Goodbye Echo, I’ll miss you!

Some of you have noticed that I’d changed the commenting system on my blog recently. Here’s the full story (with a question for you at the very end).

I was totally fed up with Blogger comments years ago and decided to look for an alternative. JS-Kit was a perfect solution and it even allowed me to import Blogger comments and synchronize new entries with Blogger (so I could turn it off at any time and retain my comments).

However, it turned out JS-Kit (later renamed to Echo) was simply too good and attracted attention of very large customers paying big bucks for a scalable commenting platform. Echo (the company behind JS-Kit/Echo) thus decided to focus more on those customers, and the effects have become visible in the last few months (ex: Twitter integration was gone).

Finally, Echo decided to cancel the JS-Kit commenting service, giving us six months to migrate and making it very clear (yes, I asked) that they’re not interested in small users even when they want to pay.

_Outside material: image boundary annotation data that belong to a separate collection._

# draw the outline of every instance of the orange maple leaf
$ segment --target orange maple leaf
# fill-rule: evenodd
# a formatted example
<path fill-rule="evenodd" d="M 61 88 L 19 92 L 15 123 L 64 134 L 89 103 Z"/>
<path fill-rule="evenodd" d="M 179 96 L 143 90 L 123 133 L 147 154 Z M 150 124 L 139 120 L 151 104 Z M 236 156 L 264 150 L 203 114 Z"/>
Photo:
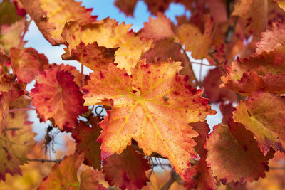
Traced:
<path fill-rule="evenodd" d="M 266 154 L 272 147 L 285 152 L 285 97 L 274 93 L 255 92 L 234 111 L 235 122 L 244 125 Z"/>
<path fill-rule="evenodd" d="M 181 69 L 179 62 L 140 62 L 130 76 L 113 64 L 108 73 L 90 75 L 83 88 L 85 105 L 112 105 L 100 123 L 103 159 L 121 153 L 133 138 L 147 155 L 155 152 L 168 158 L 182 175 L 188 159 L 196 157 L 192 138 L 198 134 L 188 123 L 204 121 L 215 111 L 201 97 L 202 90 L 178 75 Z"/>
<path fill-rule="evenodd" d="M 74 76 L 59 68 L 51 68 L 38 75 L 30 95 L 44 121 L 53 119 L 55 126 L 68 131 L 76 125 L 78 115 L 85 111 L 84 100 Z"/>
<path fill-rule="evenodd" d="M 95 21 L 97 18 L 90 15 L 92 9 L 85 9 L 81 6 L 81 2 L 74 0 L 21 0 L 21 2 L 53 46 L 63 43 L 61 34 L 66 22 L 78 21 L 83 24 Z"/>
<path fill-rule="evenodd" d="M 62 33 L 68 46 L 64 49 L 66 53 L 63 55 L 63 58 L 73 57 L 73 50 L 76 50 L 76 46 L 81 43 L 88 44 L 97 42 L 98 46 L 107 48 L 119 47 L 115 52 L 115 63 L 118 63 L 118 68 L 125 68 L 130 75 L 131 68 L 135 67 L 142 55 L 150 49 L 152 43 L 152 40 L 142 38 L 140 33 L 129 31 L 130 26 L 125 23 L 118 25 L 118 22 L 109 18 L 82 26 L 78 22 L 69 22 Z"/>
<path fill-rule="evenodd" d="M 21 174 L 19 165 L 26 162 L 26 154 L 36 144 L 33 138 L 32 122 L 27 121 L 25 112 L 11 112 L 3 121 L 0 136 L 0 180 L 5 181 L 5 174 Z"/>
<path fill-rule="evenodd" d="M 77 172 L 83 157 L 83 154 L 77 153 L 66 156 L 61 164 L 56 163 L 51 173 L 43 179 L 38 189 L 107 190 L 98 181 L 98 178 L 103 175 L 100 171 L 88 168 L 81 173 L 81 180 L 78 181 Z"/>
<path fill-rule="evenodd" d="M 229 126 L 219 124 L 207 139 L 207 162 L 224 184 L 231 181 L 253 181 L 265 177 L 269 171 L 268 160 L 257 146 L 250 131 L 242 124 L 231 119 Z"/>
<path fill-rule="evenodd" d="M 122 190 L 142 189 L 150 181 L 145 171 L 150 169 L 143 156 L 133 147 L 127 147 L 120 154 L 114 154 L 105 159 L 103 163 L 105 179 L 110 186 L 116 185 Z"/>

Still, six months is a long period and I put the problem on the back burner until the Blogger synchronization broke (again).

I’ve experienced at least half dozen similar Echo-to-Blogger synchronization problems in the past, and they eventually got fixed, but this time I simply couldn’t get rely on that. It was time to move, and I had to do it fast (or risk losing too many comments). The only fast alternative was to go back to Blogger comments (at least almost all of the comments you’d made in the last years were already in the system).

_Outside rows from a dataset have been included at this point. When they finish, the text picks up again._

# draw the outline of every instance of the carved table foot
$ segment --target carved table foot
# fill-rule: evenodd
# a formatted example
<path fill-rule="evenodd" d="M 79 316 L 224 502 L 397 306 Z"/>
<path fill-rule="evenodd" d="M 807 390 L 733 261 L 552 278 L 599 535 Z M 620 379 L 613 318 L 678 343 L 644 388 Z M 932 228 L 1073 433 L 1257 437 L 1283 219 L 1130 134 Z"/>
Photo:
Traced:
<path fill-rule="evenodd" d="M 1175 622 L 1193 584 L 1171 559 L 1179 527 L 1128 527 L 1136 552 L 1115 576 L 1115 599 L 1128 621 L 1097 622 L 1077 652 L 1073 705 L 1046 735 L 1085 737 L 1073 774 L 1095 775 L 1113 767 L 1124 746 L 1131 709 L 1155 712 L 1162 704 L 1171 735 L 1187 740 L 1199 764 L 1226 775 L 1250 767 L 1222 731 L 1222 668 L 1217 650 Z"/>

Stone Age Called and Wanted Its Comments Back

Going from Echo to Blogger is like going back to the Stone Age. I’ll eventually fix the formatting (I might also be able to write my own script to override Google’s threaded comment format), but so many features that I came to rely upon with Echo are simply gone, among them a good spam handler (Echo used Akismet).

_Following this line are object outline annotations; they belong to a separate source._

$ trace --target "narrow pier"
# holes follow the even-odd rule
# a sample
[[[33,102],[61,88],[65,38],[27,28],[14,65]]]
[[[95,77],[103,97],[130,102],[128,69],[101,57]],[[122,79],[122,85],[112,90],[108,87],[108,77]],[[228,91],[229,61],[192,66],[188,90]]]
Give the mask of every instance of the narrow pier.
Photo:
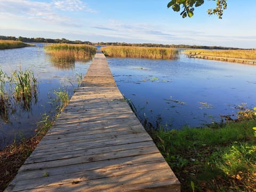
[[[97,52],[82,86],[5,191],[180,191]]]
[[[250,64],[250,65],[256,64],[256,60],[252,60],[252,59],[232,58],[226,58],[226,57],[223,57],[209,56],[209,55],[204,55],[201,54],[187,54],[186,55],[187,57],[190,58],[210,59],[210,60],[217,60],[217,61],[220,61],[231,62],[235,62],[235,63],[243,63],[243,64]]]

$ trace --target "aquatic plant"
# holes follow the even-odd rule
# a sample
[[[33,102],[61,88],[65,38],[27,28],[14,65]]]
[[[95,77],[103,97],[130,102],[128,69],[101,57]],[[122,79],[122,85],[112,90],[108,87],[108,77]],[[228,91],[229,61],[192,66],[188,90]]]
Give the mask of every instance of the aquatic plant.
[[[182,51],[187,54],[202,55],[230,58],[256,59],[256,50],[188,50]]]
[[[33,98],[37,99],[38,82],[30,70],[15,71],[12,74],[15,79],[14,97],[17,101],[22,101],[24,108],[28,110]]]
[[[19,41],[0,40],[0,50],[34,46],[34,45],[24,43]]]
[[[51,55],[51,60],[57,63],[73,63],[75,61],[86,61],[93,58],[97,49],[88,45],[53,44],[44,47]]]
[[[101,51],[105,55],[110,57],[151,59],[173,59],[179,54],[175,49],[162,47],[108,46],[101,47]]]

I don’t have time to delete hundreds of spam comments each day; I’m thus left with two short-term alternatives:

  • Allow anonymous comments and use Captcha to stop those spammers that are too thrifty to pay someone to solve them;
  • Allow comments from logged-in users, where you could select from Google+, Worpress, Live Journal or any other OpenID account (unfortunately neither Facebook nor Twitter act as OpenID providers).

What would you prefer?

10 comments:

  1. logged-in users best option to me. at least no one pretends having anonymity on the Internet.

    ReplyDelete
  2. Replies
    1. That's the long-term plan. No time/energy to even consider it at the moment.

      Delete
  3. I prefer logging in to leave the comment. Captchas are somewhat annoying.

    On the other hand... Have you considered moving away from Blogger to WordPress? You would absolutely love the platform, I'm certain.

    ReplyDelete
    Replies
    1. I'm a total fan of Italian cuisine, but not spaghetti code.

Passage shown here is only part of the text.